18.2-53.1, and when the evidence regarding the object is purely
circumstantial, it must exclude all reasonable hypotheses of
innocence. See Yarborough, 247 Va. at 218, 441
S.E.2d at 344; Byers, 23 Va. App. at 150-52, 474 S.E.2d at
854-55.

"On appeal, we review the evidence in the light most
favorable to the Commonwealth, granting to it all reasonable
inferences fairly deducible therefrom." Martin v.
Commonwealth
, 4 Va. App. 438, 443, 358 S.E.2d 415, 418
(1987). This Court does not substitute its judgment for that of
the trier of fact. Cable v. Commonwealth, 243 Va. 236,
239, 415 S.E.2d 218, 220 (1992).
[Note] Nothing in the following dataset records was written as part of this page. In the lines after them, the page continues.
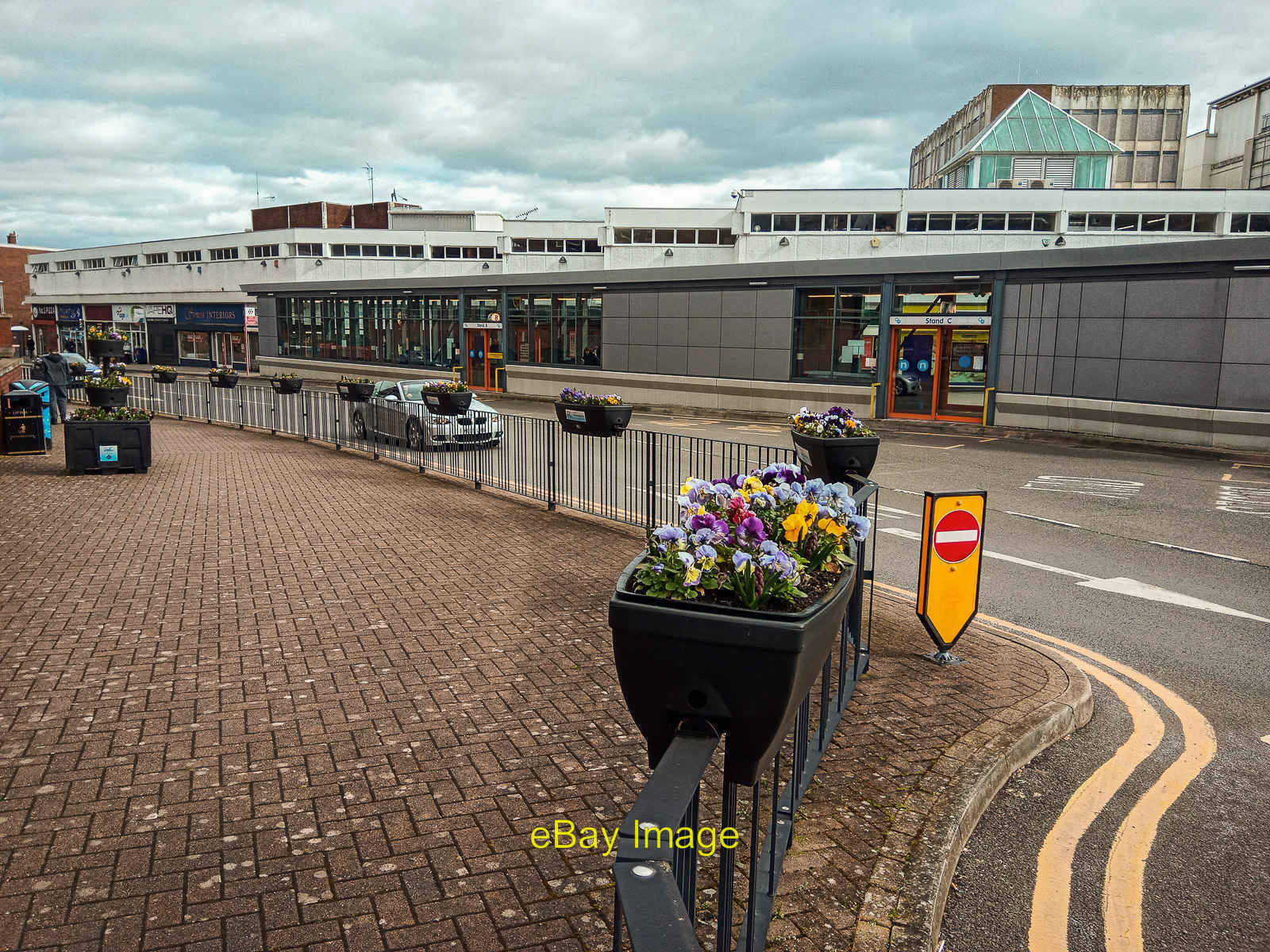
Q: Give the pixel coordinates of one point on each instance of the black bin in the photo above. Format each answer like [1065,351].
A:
[23,423]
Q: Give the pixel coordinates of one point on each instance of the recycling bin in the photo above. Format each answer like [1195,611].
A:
[22,423]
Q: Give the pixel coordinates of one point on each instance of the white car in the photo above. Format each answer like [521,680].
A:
[397,412]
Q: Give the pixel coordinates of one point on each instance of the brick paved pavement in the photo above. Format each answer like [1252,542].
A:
[271,696]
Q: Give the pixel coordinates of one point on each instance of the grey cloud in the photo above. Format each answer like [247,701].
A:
[152,120]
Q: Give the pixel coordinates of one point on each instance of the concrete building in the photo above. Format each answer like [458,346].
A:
[1147,124]
[1233,148]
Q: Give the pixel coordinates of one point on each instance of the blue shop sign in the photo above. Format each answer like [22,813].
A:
[210,317]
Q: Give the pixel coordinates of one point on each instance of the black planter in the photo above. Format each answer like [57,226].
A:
[355,393]
[592,419]
[107,397]
[107,447]
[831,459]
[446,404]
[746,672]
[101,349]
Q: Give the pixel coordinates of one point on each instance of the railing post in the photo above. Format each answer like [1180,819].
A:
[550,432]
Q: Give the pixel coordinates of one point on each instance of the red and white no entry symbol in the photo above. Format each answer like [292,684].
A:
[956,536]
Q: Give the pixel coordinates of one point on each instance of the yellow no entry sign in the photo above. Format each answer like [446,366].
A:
[948,578]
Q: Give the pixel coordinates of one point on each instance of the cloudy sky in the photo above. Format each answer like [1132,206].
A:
[122,121]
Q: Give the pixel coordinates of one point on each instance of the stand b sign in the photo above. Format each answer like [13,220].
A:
[948,578]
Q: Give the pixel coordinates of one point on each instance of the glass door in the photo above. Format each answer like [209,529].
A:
[478,359]
[963,374]
[914,372]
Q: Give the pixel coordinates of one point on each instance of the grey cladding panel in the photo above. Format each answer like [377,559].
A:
[1244,387]
[1099,336]
[704,361]
[1250,298]
[1172,340]
[616,305]
[705,304]
[1195,298]
[1095,378]
[672,332]
[1248,342]
[1070,300]
[1103,298]
[1168,382]
[705,332]
[672,304]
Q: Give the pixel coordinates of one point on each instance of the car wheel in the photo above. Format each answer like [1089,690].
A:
[414,433]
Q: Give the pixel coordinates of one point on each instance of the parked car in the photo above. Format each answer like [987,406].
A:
[397,412]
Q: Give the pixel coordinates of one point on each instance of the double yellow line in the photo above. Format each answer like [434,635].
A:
[1127,862]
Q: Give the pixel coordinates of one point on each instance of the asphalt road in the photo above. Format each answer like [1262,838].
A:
[1085,545]
[1206,881]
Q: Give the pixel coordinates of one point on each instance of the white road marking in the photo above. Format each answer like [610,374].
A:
[1041,518]
[1141,589]
[1197,551]
[1245,501]
[892,511]
[1123,587]
[1086,486]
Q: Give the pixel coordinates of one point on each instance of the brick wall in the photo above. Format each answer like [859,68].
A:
[371,216]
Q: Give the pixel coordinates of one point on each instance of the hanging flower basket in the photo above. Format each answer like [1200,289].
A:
[446,397]
[835,444]
[355,390]
[729,615]
[591,414]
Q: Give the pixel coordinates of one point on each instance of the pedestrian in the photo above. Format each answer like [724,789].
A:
[57,372]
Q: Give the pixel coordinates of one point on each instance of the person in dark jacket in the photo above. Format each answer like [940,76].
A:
[57,372]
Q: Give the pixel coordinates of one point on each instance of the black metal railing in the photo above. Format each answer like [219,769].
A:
[633,479]
[658,890]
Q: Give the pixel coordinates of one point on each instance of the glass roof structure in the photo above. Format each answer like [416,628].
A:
[1034,125]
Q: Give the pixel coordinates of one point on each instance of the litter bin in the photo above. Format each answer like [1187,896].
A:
[46,395]
[23,423]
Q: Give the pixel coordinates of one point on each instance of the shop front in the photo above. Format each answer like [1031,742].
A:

Instead, the trial court’s
judgment will not be set aside unless it appears that it is
plainly wrong or without supporting evidence. Josephs v.
Commonwealth
, 10 Va. App. 87, 99, 390 S.E.2d 491, 497 (1990)
(en banc).

We hold that the evidence was sufficient to prove that the BB
pistol used by appellant while robbing the victim was a
"firearm" under Code ?
18.2-53.1. Both the victim’s observations of the pistol during
the robbery and an examination of the pistol itself, which was
introduced into evidence, support the conclusion that it was an
instrument that gave the appearance of having a firing
capability. During the robbery, the victim grabbed the tip of the
BB pistol with his hand and observed that it "felt like the
barrel of a gun." In addition, an examination of the BB
pistol reveals that it looks like a small handgun that is capable
of firing bullets by the explosion of gunpowder. This direct
evidence of the BB pistol’s appearance excludes as a reasonable
hypothesis the possibility that it is a mere "toy
pistol."

For the foregoing reasons, we affirm the conviction of use of
a firearm during the commission of robbery in violation of Code ? 18.2-53.1.

Affirmed.

 

 

 

FOOTNOTES:

[1] In addition to violating Code ? 18.2-53.1, appellant was
also convicted of robbery. However, his robbery conviction is not
the subject of this appeal.

[2] See Yarborough,
247 Va. at 216-17, 218-19, 441 S.E.2d at 343, 344; McBride,
24 Va. App. at 605, 607-08, 484 S.E.2d at 166, 168; Byers,
23 Va. App. at 149-50, 152, 474 S.E.2d at 854, 855; Wilson v.
Commonwealth
, 19 Va. App. 535, 536, 537, 452 S.E.2d 884, 884,
885 (1995).

[3] See Wilson, 19
Va. App. at 536, 537, 452 S.E.2d at 885, 885.

[4] See Elmore v.
Commonwealth
, 22 Va. App. 424, 426, 429-30, 470 S.E.2d 588,
589, 590 (1996); see also McBride, 24 Va. App. at
605, 607-08, 484 S.E.2d at 166, 168; Byers, 23 Va. App. at
149?50, 152, 474 S.E.2d at 854, 855.

[5] Cf. Miller, 23
Va. App. at 210, 475 S.E.2d at 829 (considering a police
officer’s opinion regarding the feasibility of restoring a
rusted, inoperable revolver to working condition).

[6] See
Holloman, 221 Va. at 197, 199, 269 S.E.2d at 357, 358; Sprouse,
19 Va. App. at 550, 453 S.E.2d at 305.